Credibility is crucial for the existence and development of commercial arbitration institutions. It is also the guarantee for a healthy environment within arbitration practice.
The existence of fraud litigation is a serious concern and has led to the amendment and judicial interpretation of the Civil Procedure Law and Criminal Law. In terms of arbitration, although debated, the concept of sham arbitration has incurred equal attention in both laws.
In practice, the author has rarely experienced a sham arbitration, but the concern of its adverse effect definitely hurts the credibility of arbitration. Therefore, a comprehensive consideration seems necessary.
Arbitral institutions and tribunals would welcome a mechanism to prevent arbitral proceedings from being manipulated to harm the legitimate rights and interests of users of the system. Such a mechanism would need to identify shams scientifically and effectively, so preventing risk. This article explores how to prevent the risk of sham arbitration within each stage of the arbitration proceeding.

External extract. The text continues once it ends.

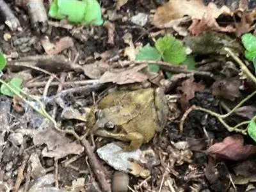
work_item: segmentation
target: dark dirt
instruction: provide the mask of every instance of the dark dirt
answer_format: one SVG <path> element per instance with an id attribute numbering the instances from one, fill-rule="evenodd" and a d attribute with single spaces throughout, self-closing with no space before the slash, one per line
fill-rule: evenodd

At the case acceptance stage: Reminders and risk alerts. In mainland China arbitration practice, the case-filing or case acceptance department of an arbitration institution conducts formal reviews of matters such as double-checking the capacity of the parties, arbitration clauses and claims, etc.
When doing so, institutional personnel should keep an eye on whether the claims are specific and clear, what the background is to the dispute, and in general be sensitive to any abnormal reaction or attitude from the parties concerned. Reminders and risk alerts could be given to make sure the parties are acting on the good faith principal. A letter of commitment, if necessary, could be required. Meanwhile, the case-filing department may mark risky material, or make a note for colleagues who will later manage the arbitration proceedings.
Before the hearing: Making full preparations. For arbitration cases in which sham arbitration risks may exist, continual attention is necessary before the hearing. Case managers could communicate with the arbitration tribunal in a timely manner and give more details when concerned that a sham arbitration may occur, such as in cases of “hand-in-hand” arbitrations. When making preparations for the hearings of such cases, the tribunal is recommended to pay more attention on the risk points when preparing case notes or hearing outlines.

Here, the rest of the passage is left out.